SUMMARY OF THE INVENTION

[0018] The Footwear for protection against land mines of shock wave type, is an armor plating system for protection against anti-personal mines integrated into a countermine boot. The system is made up of armor with three elements of protection, a sole to absorb thermal and pressure energy, a deflector to dissipate thermal energy to the extent that it breaks down and reflects pressure, a main armor to contain the shock wave of pressure and a secondary armor to protect from fragments.

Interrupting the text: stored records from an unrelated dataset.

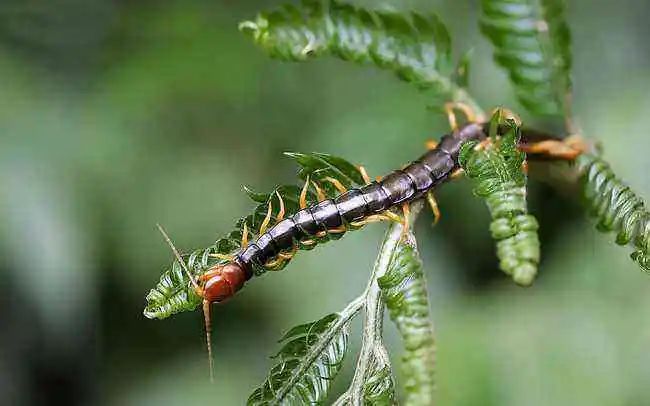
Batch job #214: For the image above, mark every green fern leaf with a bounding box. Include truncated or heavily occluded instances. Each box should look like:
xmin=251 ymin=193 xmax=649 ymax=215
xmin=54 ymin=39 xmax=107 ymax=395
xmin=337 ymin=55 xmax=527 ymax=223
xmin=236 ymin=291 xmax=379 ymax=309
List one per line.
xmin=239 ymin=0 xmax=476 ymax=102
xmin=284 ymin=152 xmax=365 ymax=196
xmin=577 ymin=154 xmax=650 ymax=272
xmin=248 ymin=314 xmax=349 ymax=405
xmin=459 ymin=113 xmax=540 ymax=286
xmin=481 ymin=0 xmax=571 ymax=115
xmin=363 ymin=362 xmax=397 ymax=406
xmin=143 ymin=153 xmax=363 ymax=319
xmin=377 ymin=242 xmax=436 ymax=405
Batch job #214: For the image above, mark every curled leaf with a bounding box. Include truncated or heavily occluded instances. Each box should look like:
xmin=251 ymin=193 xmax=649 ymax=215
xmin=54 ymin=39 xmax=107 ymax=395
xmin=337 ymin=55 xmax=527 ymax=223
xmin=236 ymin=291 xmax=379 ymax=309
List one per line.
xmin=377 ymin=242 xmax=436 ymax=405
xmin=248 ymin=314 xmax=349 ymax=405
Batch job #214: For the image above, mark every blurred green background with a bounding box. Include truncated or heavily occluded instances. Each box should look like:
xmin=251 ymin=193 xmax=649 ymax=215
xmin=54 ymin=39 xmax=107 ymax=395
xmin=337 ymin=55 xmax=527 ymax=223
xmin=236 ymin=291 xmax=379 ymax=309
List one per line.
xmin=0 ymin=0 xmax=650 ymax=405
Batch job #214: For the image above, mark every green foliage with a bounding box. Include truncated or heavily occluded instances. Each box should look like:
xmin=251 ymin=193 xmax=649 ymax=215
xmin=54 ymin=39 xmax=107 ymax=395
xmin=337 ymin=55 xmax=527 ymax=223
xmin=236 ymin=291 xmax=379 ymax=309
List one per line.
xmin=481 ymin=0 xmax=571 ymax=115
xmin=239 ymin=0 xmax=476 ymax=98
xmin=248 ymin=314 xmax=349 ymax=405
xmin=377 ymin=242 xmax=436 ymax=405
xmin=363 ymin=362 xmax=396 ymax=406
xmin=144 ymin=153 xmax=363 ymax=319
xmin=578 ymin=154 xmax=650 ymax=272
xmin=459 ymin=113 xmax=540 ymax=286
xmin=284 ymin=152 xmax=365 ymax=198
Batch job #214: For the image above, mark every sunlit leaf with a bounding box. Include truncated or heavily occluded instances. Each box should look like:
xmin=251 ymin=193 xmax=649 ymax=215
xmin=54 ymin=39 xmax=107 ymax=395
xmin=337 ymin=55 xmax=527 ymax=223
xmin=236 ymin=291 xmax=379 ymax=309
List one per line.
xmin=240 ymin=0 xmax=474 ymax=103
xmin=481 ymin=0 xmax=571 ymax=115
xmin=144 ymin=153 xmax=363 ymax=319
xmin=248 ymin=314 xmax=348 ymax=405
xmin=378 ymin=242 xmax=436 ymax=405
xmin=459 ymin=113 xmax=540 ymax=286
xmin=578 ymin=154 xmax=650 ymax=273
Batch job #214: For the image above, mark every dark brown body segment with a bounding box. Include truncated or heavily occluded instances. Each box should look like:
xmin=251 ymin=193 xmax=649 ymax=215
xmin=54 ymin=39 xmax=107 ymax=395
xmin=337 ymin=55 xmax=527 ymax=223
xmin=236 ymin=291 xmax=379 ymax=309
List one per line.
xmin=235 ymin=124 xmax=485 ymax=278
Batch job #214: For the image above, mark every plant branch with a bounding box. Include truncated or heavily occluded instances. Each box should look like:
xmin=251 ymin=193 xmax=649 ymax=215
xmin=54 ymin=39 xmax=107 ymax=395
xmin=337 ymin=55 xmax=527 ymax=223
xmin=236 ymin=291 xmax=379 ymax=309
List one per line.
xmin=335 ymin=201 xmax=423 ymax=405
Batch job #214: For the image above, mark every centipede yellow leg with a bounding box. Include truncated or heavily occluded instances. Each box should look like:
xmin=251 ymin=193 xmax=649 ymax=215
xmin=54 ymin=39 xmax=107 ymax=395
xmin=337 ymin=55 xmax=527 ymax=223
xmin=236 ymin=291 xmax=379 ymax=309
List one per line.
xmin=300 ymin=175 xmax=309 ymax=210
xmin=350 ymin=214 xmax=390 ymax=228
xmin=264 ymin=256 xmax=285 ymax=271
xmin=311 ymin=181 xmax=327 ymax=202
xmin=449 ymin=168 xmax=465 ymax=179
xmin=492 ymin=107 xmax=521 ymax=127
xmin=210 ymin=252 xmax=235 ymax=261
xmin=325 ymin=176 xmax=348 ymax=193
xmin=427 ymin=191 xmax=441 ymax=226
xmin=402 ymin=203 xmax=411 ymax=236
xmin=424 ymin=140 xmax=438 ymax=151
xmin=259 ymin=199 xmax=273 ymax=235
xmin=327 ymin=226 xmax=348 ymax=234
xmin=278 ymin=245 xmax=298 ymax=261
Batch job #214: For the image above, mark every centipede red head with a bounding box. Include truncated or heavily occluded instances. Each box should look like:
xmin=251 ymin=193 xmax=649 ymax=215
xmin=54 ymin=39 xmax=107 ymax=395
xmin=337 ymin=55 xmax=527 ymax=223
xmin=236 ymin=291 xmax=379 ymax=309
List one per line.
xmin=158 ymin=225 xmax=246 ymax=381
xmin=201 ymin=261 xmax=246 ymax=303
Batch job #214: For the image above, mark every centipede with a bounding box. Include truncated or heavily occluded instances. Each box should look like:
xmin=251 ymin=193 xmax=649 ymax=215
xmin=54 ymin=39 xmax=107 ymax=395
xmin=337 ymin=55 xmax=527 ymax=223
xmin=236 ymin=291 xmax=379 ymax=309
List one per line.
xmin=148 ymin=105 xmax=580 ymax=377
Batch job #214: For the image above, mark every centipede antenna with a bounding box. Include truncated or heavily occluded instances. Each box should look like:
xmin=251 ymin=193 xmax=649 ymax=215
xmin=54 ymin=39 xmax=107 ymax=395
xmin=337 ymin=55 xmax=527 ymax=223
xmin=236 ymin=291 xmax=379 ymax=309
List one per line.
xmin=203 ymin=299 xmax=214 ymax=382
xmin=300 ymin=175 xmax=309 ymax=209
xmin=156 ymin=224 xmax=201 ymax=292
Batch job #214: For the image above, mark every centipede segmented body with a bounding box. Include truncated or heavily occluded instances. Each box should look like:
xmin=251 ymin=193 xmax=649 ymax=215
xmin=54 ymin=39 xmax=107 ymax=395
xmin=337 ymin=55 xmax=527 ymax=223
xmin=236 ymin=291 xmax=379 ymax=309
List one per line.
xmin=202 ymin=124 xmax=486 ymax=302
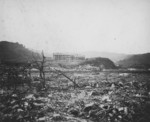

[0019] The purpose of the Footwear for protection against land mines of shock wave type is to provide a generic body armor system simple and robust to prevent injuries caused when operating anti-personal handcrafted mines used by insurgent forces. The system is a combat boot with built-armor that dispels the shock wave from the explosion. The armor incorporates an energy dissipating sole, a wave deflector with dissipating wave channels, a basis of thermo-stable resins and high mechanical strength fibers and a lead armor built using a multilayer system of high mechanical strength material, which together dissipate shock and protect from the fragments generated during the explosion of the bomb. The invention supports and protects from the effect of the shock wave, decreasing or even preventing lower limb injuries and avoiding mayhem in individuals belonging to military forces, peasants and civilians that due to the nature of their work must move in areas under the influence of land mines.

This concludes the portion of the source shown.